AD/HD children will benefit from efforts to provide them with external prompts for the things that they are not likely to be able to self-prompt, i.e. subjects in which they lack interest. They often respond well to having the chance to earn recognition or a tangible reward in exchange for the effort they must expend to complete a non-preferred task. (You might find helpful material at www.chadd.org.)

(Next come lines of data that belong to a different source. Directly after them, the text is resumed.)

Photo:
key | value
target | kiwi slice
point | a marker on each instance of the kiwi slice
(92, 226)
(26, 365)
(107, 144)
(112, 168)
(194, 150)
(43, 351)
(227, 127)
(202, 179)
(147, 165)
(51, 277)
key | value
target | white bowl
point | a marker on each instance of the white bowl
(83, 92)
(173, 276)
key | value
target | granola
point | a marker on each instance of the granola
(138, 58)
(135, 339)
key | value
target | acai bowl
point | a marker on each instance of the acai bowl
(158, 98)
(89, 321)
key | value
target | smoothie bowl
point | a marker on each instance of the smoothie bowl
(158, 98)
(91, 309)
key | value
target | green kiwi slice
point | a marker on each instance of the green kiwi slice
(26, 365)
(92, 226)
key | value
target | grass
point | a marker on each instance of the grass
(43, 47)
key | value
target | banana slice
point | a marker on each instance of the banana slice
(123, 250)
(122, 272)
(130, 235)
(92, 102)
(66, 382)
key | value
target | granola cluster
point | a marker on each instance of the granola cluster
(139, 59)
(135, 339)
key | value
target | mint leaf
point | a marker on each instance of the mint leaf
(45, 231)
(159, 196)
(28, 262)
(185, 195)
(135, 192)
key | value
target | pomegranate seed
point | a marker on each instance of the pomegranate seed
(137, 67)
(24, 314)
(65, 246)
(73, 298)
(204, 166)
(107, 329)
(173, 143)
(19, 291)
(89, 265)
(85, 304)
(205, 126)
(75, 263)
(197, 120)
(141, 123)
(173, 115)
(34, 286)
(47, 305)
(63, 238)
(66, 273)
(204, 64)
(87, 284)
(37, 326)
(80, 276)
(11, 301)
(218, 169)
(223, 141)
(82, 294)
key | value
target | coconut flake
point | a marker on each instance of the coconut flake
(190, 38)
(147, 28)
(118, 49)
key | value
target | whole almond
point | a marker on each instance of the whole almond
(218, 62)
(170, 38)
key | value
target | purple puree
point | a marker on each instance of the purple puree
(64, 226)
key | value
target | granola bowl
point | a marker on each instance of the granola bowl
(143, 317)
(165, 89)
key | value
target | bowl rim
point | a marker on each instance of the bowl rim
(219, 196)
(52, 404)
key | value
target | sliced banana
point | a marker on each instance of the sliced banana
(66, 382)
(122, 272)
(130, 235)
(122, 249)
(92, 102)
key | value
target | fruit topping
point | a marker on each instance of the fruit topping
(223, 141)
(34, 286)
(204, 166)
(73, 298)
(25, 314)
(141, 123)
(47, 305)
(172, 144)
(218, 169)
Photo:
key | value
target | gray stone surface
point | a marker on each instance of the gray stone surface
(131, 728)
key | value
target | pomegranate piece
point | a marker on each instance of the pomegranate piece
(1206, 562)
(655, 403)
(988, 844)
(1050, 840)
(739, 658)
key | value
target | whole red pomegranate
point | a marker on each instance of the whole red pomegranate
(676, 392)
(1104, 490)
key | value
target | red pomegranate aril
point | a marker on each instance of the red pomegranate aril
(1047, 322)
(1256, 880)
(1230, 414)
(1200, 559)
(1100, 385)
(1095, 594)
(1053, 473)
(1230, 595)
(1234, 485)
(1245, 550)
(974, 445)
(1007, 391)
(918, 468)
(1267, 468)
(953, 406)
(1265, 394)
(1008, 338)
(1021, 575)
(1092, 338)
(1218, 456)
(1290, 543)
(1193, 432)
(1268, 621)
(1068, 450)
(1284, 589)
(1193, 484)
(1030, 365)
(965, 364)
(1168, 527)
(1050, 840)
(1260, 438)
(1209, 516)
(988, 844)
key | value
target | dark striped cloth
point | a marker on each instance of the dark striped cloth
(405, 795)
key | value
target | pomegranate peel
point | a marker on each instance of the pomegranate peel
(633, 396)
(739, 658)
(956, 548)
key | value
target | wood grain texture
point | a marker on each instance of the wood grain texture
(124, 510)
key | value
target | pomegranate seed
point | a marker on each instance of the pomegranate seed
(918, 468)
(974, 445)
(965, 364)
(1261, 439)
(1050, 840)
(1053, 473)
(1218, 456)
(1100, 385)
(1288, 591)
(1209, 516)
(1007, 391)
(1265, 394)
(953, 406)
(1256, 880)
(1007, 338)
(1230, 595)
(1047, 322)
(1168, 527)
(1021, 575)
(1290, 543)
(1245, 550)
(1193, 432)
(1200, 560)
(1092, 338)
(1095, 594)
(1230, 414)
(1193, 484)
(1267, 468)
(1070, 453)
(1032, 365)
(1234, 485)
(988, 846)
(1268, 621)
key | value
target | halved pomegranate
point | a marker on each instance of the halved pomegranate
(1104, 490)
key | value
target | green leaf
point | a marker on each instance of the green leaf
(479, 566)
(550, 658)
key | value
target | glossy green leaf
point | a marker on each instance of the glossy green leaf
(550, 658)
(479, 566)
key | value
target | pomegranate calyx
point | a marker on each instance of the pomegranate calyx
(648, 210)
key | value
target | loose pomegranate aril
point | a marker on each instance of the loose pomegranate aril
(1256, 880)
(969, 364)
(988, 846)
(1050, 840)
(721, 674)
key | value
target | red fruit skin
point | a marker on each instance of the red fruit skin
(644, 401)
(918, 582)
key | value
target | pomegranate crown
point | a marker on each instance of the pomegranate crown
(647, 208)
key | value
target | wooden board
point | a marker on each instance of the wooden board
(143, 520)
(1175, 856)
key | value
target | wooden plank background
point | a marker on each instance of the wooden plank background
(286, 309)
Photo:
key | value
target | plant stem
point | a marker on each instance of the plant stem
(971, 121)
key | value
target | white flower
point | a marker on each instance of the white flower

Children with either an auditory processing disorder or AD/HD will display difficulties fulfilling the demands of school work despite having put forth their absolute best effort. Intervention efforts which are based upon the assumption that the child’s poor performance is due to a lack of effort will appear punitive and unfair to the child. This can contribute further to lowering of their self confidence; and can contribute to increased feelings of anxiety, helplessness and hopelessness. Support for homework and test preparation is desirable; but it should be provided in an environment which is nurturing and supportive, rather than punitive.

I applaud your efforts to contact someone who has expertise and experience in diagnosing and treating AD/HD in children. If your son is diagnosed with AD/HD, there are many strategies (both non-pharmacologic and pharmacologic) which can provide help for him in the form of symptom reduction. He will still need to put forth considerable effort; but with proper treatment, he should become more efficient and productive. Improved productivity coupled with less time being spent on non-preferred activities (like homework and preparing for tests) should help reduce some of the frustration he is experiencing. Increased efficiency might also free up some time for him to participate in more preferred activities, so he can maintain a healthier balance in his life.
Thank you again for your question. I hope this response is helpful, and that you and your son receive the assistance and support you need and deserve.